Dopo le continue e straordinarie scoperte della recente campagna di scavi archeologici, mercoledì 9 dicembre alle 21.25, ritorna su Rai1 “Stanotte a Pompei”, un viaggio straordinario con Alberto Angela in una città che non cessa mai di stupire

Affreschi a tinte vivaci, un cavallo bardato, un padrone e uno schiavo che si preparavano a fuggire, un’iscrizione che permette di datare con sicurezza l’eruzione, prezioso vasellame… Pompei ha ancora molto da rivelare e da raccontare. Il viaggio segue minuto per minuto la tragedia che distrusse l’antica città di Pompei partendo dalla notte prima dell’eruzione. Si rivivranno quelle terribili ore, cercando di immedesimarci con gli abitanti del tempo. Oltre a Pompei si visiterà Ercolano, con le sue meravigliose terme ancora intatte e i favolosi gioielli ritrovati sugli scheletri dei fuggiaschi.

Il sole è tramontato, i turisti sono andati via, e l’intera città di Pompei si offre agli spettatori nel silenzio. Ad accompagnarci saranno via via degli ospiti illustri. E soprattutto il testimone della tragedia, Plinio il giovane, che ha raccontato della morte dello zio Plinio il vecchio e di come invece lui si sia salvato. A farne rivivere la testimonianza sarà Giancarlo Giannini, una presenza costante nelle “avventure” notturne di Alberto Angela.

Il racconto partirà dalla cima del Vesuvio per sfatare un luogo comune.
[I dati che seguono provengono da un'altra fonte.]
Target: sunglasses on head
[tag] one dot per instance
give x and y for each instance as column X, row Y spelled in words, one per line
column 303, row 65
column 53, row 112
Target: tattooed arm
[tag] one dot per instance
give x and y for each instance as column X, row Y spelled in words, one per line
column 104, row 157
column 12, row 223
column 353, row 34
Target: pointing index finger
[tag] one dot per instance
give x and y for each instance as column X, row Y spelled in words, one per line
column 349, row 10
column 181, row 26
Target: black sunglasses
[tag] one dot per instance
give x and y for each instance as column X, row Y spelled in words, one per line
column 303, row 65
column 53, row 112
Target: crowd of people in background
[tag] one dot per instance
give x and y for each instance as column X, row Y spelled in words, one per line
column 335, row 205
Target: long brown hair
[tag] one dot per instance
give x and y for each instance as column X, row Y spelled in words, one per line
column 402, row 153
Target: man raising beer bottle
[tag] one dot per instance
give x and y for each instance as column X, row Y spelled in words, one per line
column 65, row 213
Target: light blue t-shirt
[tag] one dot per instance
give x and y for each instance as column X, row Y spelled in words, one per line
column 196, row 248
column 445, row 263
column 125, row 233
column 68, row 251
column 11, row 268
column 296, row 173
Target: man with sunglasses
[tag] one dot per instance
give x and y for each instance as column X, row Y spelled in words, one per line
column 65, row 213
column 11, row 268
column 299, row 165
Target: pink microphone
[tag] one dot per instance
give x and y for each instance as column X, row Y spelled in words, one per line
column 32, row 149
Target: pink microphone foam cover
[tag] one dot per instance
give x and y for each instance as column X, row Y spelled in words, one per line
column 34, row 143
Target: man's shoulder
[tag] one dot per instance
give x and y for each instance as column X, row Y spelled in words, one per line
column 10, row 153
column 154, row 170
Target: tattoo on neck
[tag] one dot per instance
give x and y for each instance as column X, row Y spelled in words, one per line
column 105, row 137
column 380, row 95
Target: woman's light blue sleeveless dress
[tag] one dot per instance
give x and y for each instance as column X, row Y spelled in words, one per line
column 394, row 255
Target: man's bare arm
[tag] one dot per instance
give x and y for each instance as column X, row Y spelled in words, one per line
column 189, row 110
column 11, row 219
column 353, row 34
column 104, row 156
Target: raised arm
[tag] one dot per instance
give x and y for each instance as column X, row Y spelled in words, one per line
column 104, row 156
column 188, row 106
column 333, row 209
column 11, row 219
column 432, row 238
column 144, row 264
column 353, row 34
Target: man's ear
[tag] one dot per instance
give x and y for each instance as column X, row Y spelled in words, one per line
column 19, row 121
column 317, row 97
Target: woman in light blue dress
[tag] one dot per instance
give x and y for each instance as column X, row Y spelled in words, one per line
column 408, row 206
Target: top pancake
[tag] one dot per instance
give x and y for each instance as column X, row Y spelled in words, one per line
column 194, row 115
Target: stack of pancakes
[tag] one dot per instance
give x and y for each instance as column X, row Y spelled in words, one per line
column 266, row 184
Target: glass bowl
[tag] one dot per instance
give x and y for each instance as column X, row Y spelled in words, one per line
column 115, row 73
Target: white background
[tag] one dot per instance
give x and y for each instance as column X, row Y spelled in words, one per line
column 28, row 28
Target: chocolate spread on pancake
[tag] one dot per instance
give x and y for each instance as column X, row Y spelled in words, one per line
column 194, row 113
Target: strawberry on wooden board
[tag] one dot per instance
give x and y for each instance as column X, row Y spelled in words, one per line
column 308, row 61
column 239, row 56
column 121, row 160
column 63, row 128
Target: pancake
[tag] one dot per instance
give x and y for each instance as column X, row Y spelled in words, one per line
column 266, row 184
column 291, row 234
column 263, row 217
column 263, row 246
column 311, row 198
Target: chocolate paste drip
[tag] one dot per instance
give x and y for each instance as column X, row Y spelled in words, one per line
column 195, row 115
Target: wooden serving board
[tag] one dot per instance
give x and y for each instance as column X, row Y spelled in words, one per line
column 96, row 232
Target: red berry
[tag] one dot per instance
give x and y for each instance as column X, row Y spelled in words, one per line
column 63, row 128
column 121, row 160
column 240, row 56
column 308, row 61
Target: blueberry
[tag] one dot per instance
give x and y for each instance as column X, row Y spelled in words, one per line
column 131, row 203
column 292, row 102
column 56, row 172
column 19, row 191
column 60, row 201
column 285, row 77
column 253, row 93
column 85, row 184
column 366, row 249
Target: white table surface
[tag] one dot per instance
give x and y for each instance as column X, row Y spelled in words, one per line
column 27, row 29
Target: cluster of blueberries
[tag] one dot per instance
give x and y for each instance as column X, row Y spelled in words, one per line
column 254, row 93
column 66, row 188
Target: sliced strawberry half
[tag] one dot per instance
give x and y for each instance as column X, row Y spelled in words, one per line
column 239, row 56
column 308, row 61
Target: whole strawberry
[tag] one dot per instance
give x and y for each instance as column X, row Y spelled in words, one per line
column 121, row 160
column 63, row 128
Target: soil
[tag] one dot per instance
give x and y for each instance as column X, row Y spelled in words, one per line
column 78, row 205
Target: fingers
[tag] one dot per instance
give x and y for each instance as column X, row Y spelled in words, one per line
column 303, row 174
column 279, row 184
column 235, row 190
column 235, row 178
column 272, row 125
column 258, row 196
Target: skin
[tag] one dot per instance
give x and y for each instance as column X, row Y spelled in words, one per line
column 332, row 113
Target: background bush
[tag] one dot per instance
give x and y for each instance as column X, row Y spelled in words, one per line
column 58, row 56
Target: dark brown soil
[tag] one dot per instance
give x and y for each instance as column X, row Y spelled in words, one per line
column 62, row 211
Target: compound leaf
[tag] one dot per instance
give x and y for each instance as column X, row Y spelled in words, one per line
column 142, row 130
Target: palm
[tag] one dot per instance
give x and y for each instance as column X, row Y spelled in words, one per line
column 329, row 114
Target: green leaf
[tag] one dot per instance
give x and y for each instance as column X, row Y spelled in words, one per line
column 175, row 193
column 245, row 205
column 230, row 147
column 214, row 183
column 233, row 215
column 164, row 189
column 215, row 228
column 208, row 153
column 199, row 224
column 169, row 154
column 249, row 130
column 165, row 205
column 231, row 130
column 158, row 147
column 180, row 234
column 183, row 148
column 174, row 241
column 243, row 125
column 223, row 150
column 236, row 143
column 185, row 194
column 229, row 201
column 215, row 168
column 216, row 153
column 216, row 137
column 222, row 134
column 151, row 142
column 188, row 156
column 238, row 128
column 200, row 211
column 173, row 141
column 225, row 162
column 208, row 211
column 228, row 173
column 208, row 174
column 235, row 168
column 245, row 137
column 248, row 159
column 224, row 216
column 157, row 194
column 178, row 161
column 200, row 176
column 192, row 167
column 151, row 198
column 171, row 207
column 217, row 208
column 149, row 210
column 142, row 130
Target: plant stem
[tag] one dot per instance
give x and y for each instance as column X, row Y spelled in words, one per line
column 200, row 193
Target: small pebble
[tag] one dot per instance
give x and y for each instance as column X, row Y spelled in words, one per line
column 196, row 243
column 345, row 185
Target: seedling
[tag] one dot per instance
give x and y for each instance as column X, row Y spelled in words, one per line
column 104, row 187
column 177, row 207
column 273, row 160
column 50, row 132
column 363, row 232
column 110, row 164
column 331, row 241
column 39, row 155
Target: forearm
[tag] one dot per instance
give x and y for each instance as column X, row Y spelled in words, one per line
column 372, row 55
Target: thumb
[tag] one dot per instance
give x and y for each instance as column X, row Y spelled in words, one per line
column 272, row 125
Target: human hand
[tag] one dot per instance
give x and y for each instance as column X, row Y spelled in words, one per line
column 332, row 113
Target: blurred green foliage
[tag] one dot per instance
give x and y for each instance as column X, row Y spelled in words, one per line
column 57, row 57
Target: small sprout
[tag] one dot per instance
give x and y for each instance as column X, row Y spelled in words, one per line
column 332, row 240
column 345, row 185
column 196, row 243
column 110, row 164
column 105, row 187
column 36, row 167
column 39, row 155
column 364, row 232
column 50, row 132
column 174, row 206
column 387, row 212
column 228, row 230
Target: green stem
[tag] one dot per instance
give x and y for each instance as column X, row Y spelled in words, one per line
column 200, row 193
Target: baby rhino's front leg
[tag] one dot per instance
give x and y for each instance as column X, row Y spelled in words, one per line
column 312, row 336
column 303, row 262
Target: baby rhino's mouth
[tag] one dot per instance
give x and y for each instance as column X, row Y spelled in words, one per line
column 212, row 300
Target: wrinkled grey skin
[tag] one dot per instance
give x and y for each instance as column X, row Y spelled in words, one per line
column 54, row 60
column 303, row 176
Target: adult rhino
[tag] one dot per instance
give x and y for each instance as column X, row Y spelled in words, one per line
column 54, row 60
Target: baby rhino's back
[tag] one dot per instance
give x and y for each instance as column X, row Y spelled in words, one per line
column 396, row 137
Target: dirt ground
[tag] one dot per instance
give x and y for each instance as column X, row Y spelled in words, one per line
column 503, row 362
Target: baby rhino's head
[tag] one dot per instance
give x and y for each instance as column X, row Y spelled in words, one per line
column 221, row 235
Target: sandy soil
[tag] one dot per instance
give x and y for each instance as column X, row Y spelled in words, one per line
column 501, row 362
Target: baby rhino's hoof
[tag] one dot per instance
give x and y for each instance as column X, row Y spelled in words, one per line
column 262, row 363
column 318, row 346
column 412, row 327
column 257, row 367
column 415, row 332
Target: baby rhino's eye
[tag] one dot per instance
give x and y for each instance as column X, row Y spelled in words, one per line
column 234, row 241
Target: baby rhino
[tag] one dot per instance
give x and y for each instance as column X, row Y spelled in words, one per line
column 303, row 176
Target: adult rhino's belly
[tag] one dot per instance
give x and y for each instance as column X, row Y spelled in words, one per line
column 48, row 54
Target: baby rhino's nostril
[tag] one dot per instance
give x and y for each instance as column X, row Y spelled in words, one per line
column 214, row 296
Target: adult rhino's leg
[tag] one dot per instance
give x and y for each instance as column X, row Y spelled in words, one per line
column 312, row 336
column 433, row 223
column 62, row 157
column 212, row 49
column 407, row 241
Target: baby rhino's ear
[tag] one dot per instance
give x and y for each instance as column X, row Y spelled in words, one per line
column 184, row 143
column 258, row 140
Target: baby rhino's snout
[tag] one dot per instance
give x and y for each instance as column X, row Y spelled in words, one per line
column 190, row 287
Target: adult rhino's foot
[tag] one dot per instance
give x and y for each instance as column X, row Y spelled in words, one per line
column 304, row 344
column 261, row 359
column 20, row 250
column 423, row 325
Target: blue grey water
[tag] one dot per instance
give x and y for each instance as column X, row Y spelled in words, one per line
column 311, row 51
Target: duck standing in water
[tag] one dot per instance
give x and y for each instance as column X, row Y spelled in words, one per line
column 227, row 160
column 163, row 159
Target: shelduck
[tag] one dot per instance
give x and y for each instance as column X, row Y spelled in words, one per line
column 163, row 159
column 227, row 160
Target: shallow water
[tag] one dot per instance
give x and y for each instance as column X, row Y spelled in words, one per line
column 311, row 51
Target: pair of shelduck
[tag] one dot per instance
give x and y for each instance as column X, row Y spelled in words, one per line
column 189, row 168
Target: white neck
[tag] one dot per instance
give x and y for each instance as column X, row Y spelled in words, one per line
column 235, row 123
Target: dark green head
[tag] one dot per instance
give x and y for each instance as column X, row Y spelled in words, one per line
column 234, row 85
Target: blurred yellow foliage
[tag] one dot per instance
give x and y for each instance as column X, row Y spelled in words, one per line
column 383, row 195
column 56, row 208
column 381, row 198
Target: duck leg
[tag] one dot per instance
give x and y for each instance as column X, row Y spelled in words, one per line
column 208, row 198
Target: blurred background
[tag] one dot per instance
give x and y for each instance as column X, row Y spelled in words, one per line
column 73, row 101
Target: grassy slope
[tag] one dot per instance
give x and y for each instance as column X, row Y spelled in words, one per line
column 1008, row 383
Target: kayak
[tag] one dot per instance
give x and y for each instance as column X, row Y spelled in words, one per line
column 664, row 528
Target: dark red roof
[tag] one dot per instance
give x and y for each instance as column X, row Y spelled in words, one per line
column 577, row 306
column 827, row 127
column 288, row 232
Il vulcano non esisteva ancora, si è formato proprio a causa di quella esplosione del 79 dopo Cristo. Ecco perché i pompeiani non erano allarmati dai molti segnali che si succedevano nei giorni e nelle settimane precedenti: scosse di terremoto, mancanza d’acqua, crolli paurosi. La vita continua nelle affollate strade: l’attore Marco D’Amore racconterà gli sconcertanti intrecci tra affari, malaffare e politica che agitano Pompei in quel periodo. Con il tre volte premio Oscar Vittorio Storaro, poi, si entrerà nella Villa dei Misteri per ammirare i colori nei quali vivevano immersi gli antichi romani.

Tutto sembrava tranquillo, i pompeiani stavano riparando i danni provocati qualche tempo prima da una scossa di terremoto. Ma all’improvviso il vulcano mostra tutta la sua furia. Nel giro di poche ore tutta la costa è devastata. Possiamo vedere alcune delle tante vittime fissate nei loro ultimi istanti grazie ai calchi. E la pietà si unisce alla meraviglia per i tesori che alcuni hanno portato con sé o che sono stati trovati tra le macerie e sono custoditi per la maggior parte al Museo Archeologico Nazionale di Napoli. La riscoperta di Pompei è cominciata nel Settecento, e tra i primi visitatori Wolfgang Amadeus Mozart, una visita che ha lasciato il segno nella sua opera: ce ne daranno un saggio il violinista Uto Ughi e il soprano Maria Sardaryan. Dal Settecento in poi, grazie ai tanti lavori e alle tante ricerche, Pompei è diventata davvero “la più viva delle città morte”, e come tale sarà raccontata da Alberto Angela.